[Agda] Proof irrelevance and self-realizing formulas

Andreas Abel andreas.abel at ifi.lmu.de
Sat May 30 19:53:19 CEST 2009


Hi Conor,

On May 30, 2009, at 1:32 PM, Conor McBride wrote:
> If you want to identify proofs judgmentally, there's
> only one way to get it: laziness. Any strict evaluation
> rules which demand a canonical proof to trigger
> computation effectively discriminate between canonical
> and non-canonical proofs. Note that absurdity elimination
> has no such strict rules! If you want
>
> subst : (x y : X) -> x == y ->
>         (P : X -> Set) -> P x -> P y
>
> you had better not rely on
>
> subst _ _ refl _ p = p
>
> for its evaluation behaviour (although you'd hope it
> would still be true). This toxic mixture of proof
> irrelevance and strictness is what was a wee bit broken
> with Agda's experimental Prop (see archives). The same
> bug can be found in Epigram 1 (must add it to the
> collection of horror stories
> http://strictlypositive.org/Ripley.pdf I started last
> week). Once you can ensure that the form of a proof
> has no influence on the course of open computation,
> then you can identify proofs judgmentally: proof
> irrelevance cannot just be decreed; it must be achieved.

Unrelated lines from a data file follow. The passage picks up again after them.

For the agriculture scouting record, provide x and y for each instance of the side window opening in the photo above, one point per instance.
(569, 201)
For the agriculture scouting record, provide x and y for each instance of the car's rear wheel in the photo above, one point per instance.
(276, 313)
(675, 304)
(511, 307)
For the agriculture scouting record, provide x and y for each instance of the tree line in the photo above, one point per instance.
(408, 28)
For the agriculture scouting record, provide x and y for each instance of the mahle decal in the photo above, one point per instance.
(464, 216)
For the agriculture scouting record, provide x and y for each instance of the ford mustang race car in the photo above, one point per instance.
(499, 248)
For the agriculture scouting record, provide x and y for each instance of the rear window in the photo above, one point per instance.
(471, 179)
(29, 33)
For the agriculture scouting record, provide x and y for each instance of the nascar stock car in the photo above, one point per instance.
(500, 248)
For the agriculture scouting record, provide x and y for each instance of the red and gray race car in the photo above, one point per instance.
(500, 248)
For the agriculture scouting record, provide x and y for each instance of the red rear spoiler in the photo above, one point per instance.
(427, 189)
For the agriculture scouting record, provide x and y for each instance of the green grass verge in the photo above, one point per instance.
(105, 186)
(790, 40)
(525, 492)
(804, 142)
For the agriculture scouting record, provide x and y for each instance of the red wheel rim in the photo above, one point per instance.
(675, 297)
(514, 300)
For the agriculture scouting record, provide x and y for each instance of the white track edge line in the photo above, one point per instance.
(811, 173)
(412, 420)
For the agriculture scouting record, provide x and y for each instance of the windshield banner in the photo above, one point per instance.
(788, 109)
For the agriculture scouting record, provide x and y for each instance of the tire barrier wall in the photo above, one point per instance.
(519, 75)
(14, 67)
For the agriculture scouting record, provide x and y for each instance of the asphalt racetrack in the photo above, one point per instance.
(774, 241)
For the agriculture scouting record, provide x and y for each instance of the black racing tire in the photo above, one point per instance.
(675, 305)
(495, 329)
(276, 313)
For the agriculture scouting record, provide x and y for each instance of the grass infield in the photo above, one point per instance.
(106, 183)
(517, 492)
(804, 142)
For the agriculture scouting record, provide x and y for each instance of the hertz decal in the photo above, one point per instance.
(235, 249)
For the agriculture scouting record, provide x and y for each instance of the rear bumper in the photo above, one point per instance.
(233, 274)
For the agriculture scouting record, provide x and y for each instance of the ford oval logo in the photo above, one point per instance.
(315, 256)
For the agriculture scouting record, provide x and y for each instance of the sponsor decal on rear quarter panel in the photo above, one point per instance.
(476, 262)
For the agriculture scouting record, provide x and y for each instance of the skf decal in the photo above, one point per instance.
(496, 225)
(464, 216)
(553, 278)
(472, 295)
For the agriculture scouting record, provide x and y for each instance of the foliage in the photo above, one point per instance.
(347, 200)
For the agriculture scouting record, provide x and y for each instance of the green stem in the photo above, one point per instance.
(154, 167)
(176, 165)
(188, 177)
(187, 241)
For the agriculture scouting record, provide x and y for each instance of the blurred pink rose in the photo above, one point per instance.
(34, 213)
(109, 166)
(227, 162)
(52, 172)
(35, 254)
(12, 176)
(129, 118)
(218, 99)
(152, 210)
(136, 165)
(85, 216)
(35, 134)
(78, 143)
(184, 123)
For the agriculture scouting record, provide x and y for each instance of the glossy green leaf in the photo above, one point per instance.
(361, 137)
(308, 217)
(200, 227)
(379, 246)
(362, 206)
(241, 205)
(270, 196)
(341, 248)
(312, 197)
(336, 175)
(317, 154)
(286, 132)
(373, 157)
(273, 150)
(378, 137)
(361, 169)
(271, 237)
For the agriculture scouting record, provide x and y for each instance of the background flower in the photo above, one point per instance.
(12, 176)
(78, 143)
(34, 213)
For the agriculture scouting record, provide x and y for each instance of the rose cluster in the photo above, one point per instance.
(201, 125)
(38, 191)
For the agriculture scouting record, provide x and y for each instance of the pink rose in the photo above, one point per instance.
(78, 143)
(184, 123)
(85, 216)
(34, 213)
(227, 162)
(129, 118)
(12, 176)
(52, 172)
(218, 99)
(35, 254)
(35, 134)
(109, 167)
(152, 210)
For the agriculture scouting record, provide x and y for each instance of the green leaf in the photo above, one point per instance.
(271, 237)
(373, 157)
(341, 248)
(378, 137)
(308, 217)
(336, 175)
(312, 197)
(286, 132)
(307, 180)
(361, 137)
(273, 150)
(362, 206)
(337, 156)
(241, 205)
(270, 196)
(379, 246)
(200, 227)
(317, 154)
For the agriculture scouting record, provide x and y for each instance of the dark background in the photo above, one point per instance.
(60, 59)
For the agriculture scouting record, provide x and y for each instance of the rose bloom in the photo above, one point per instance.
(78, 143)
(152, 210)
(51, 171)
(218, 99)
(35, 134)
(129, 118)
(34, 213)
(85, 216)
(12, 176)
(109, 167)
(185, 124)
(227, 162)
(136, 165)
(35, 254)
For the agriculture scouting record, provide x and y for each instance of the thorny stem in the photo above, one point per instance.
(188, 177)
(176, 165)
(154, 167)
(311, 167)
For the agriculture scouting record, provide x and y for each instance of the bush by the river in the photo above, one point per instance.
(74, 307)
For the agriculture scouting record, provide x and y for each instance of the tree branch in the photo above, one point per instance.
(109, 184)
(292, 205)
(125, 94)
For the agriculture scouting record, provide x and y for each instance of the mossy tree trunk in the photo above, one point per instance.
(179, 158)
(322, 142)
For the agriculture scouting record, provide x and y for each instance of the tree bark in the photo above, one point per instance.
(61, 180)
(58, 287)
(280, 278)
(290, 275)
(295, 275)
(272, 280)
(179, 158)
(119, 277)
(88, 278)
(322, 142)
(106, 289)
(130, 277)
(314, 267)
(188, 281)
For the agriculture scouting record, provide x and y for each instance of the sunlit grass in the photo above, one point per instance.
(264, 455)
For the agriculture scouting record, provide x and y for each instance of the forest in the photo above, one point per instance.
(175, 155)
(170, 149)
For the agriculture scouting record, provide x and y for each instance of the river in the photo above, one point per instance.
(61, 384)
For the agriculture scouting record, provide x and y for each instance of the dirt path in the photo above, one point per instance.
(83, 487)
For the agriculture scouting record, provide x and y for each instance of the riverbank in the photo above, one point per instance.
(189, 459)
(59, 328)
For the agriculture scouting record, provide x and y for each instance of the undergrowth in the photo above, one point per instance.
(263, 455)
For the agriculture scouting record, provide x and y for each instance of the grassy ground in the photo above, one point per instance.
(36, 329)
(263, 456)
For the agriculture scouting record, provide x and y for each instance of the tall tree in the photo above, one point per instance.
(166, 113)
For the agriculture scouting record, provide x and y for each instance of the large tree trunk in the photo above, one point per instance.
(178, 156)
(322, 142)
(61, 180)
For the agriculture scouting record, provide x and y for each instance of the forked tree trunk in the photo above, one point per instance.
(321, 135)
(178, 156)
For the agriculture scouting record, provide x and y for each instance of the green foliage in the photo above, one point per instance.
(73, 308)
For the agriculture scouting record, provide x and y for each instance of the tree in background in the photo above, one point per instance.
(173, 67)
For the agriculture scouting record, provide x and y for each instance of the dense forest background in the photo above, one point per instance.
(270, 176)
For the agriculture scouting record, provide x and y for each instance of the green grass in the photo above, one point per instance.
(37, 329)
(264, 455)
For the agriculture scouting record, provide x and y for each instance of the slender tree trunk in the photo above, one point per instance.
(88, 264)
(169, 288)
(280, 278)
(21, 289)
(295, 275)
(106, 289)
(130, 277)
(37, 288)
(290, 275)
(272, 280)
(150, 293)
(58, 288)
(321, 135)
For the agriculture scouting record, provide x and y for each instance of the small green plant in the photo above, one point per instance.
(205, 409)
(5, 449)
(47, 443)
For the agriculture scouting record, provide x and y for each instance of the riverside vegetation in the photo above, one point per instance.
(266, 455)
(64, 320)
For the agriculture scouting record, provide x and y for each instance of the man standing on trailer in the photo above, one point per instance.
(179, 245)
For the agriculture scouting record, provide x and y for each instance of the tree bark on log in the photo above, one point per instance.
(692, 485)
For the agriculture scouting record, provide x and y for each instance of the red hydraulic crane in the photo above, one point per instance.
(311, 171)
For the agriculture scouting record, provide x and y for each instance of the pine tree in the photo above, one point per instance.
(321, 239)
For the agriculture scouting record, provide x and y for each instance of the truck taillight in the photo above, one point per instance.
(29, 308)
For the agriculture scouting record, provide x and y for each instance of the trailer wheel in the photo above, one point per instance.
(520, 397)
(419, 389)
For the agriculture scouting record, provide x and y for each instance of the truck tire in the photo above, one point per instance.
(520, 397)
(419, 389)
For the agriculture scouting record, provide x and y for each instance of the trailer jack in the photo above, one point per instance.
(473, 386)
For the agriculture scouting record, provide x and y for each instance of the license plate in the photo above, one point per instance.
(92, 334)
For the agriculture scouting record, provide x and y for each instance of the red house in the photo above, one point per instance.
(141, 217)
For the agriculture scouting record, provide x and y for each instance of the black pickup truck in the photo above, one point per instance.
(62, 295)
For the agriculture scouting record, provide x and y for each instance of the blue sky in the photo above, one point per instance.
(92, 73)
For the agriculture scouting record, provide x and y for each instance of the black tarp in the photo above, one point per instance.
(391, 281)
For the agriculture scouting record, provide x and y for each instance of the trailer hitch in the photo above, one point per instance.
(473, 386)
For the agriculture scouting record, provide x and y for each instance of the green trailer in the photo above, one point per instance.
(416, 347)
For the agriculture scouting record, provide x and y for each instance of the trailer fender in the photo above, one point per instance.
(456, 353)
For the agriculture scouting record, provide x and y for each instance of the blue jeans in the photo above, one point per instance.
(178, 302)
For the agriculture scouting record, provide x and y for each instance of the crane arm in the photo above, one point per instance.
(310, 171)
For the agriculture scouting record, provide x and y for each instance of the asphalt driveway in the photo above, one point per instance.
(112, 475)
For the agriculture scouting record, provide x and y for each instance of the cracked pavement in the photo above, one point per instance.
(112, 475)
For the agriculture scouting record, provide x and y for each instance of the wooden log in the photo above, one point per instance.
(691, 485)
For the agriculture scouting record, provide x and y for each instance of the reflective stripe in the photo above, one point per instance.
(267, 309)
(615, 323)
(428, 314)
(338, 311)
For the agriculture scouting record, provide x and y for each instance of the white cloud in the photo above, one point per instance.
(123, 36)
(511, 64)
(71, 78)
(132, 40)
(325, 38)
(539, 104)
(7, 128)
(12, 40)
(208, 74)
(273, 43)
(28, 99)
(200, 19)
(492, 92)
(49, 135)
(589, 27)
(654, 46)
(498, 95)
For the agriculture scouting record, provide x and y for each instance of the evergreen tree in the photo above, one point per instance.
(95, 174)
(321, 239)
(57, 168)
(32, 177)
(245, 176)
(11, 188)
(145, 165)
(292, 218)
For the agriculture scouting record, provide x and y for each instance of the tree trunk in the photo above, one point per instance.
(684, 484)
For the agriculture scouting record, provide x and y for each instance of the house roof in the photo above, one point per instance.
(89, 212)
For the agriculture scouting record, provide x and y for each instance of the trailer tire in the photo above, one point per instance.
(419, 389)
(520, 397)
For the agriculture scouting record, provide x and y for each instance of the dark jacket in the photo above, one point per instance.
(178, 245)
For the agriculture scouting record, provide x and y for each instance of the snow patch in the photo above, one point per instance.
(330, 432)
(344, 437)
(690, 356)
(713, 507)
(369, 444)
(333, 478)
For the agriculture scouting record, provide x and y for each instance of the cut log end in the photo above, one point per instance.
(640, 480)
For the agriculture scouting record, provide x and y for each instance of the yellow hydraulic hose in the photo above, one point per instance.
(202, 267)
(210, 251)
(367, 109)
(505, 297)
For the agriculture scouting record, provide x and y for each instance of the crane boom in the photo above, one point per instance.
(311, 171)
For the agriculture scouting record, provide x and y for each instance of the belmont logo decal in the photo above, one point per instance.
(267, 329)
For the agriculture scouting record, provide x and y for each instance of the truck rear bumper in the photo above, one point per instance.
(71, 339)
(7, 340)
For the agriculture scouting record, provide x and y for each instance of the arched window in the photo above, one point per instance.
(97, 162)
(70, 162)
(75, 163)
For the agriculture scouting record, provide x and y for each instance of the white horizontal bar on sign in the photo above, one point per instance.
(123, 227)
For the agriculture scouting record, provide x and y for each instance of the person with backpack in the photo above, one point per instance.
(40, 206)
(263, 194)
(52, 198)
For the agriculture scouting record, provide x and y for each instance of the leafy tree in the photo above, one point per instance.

You make me curious.  I have read the Ripley cabinet and find myself  
already mentioned in an unglorious way [you are right, the non- 
transitive codata equality is implemented in MiniAgda].  I wish not to  
contribute again [why not? mistakes increase knowledge], so maybe you  
have a comment on the following proposal on how I want to achieve  
proof irrelevance for _==_ before I edge it into stone:

We consider proof-irrelevant equality with

   Gamma |- p, q : Id S s s'
   ---------------------------------- (eta)
   Gamma |- p = q : Id S s s'

and the abovementioned beta-rule for subst.  Now I am implementing NbE- 
style type-directed normalization. Here is the idea (boring equations  
omitted):

   nf {(x:S) -> T}  t = \x -> nf {[s/x]T} (t at s)    where s = up {S}  
x   (assume x fresh for t)
   nf {Id S s s'}    t = whnf t                             [results  
in * or refl if everything is welltyped]

   up {Id S s s'}   u = refl                               if  nf {S}  
s = nf {S} s
                               = *                                    
otherwise
   up {(x:S) -> T} u = Up {(x:S) -> T} u

   whnf (r s)                          = (whnf r) @ s
   whnf (subst _ _ refl _ p) = whnf p

   (\xt)@ s                    = whnf ([s/x]t)
   Up{(x:S) -> T} @ s = up {[s/x]t} (u (nf {S} s))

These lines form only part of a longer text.